I was attempting to compute the distributional Laplacian of the function $|x|^{2-n}$ in $\mathbb{R}^n$ for $n \geq 3$.
I have reduced it down to showing that, setting $r = |x|$, the identity $$\partial_r \log r = C(n)r^{n-1}\delta$$ holds in the distributional sense, where $C(n)$ is some dimensional constant and $\delta$ is the Dirac delta at the origin.

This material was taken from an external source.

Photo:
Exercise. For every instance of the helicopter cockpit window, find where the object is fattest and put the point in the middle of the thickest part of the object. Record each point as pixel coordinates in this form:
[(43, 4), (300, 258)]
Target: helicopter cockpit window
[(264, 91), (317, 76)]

I was unable to find this computation anywhere before for this higher dimensional case. The one dimensional case is almost tautologically the principal value distribution of $1/x$, which is certainly not a Dirac delta. Therefore, I'd at least like some idea of why it would become a Dirac delta in higher dimensions, if not a full computation.

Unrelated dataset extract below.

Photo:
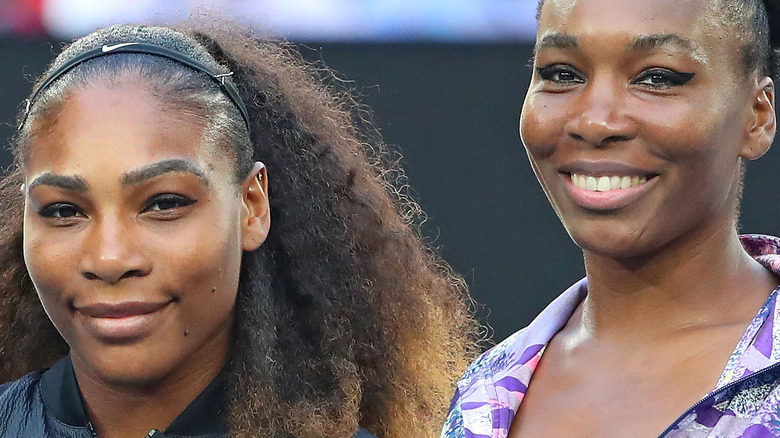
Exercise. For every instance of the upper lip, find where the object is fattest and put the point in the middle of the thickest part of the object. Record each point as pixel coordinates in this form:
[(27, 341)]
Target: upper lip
[(605, 168), (120, 310)]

I'll give a sketched proof, and I can fill in details tomorrow morning, if need be.
Proof: Let $u\in C_0^\infty(\mathbb{R}^n)$, and set $\Omega_\epsilon=\mathbb{R}^n\setminus B_\epsilon(0).$ Then, \begin{align*}\langle \Delta u,|x|^{2-n}\rangle &=\lim_{\epsilon\rightarrow 0}\int\limits_{\Omega_\epsilon}\Delta u\cdot |x|^{2-n} dx\\ &=\lim_{\epsilon\rightarrow 0}\int\limits_{\Omega_\epsilon}(\Delta u|x|^{2-n}-u\Delta |x|^{2-n})dx,\end{align*} using that $\Delta|x|^{2-n}=0$ for $x\neq 0.$ Applying Green's formula, we get that the above equals $$-\lim_{\epsilon\rightarrow 0}\int\limits_{\partial B_\epsilon(0)}(\epsilon ^{2-n}\partial_r u-(2-n)\epsilon^{1-n})dS.$$ Since $A(\partial B_\epsilon(0))=\epsilon^{n-1} A(S^{n-1}),$ the above limit is $-(n-2)u(0) A(S^{n-1})$, as desired.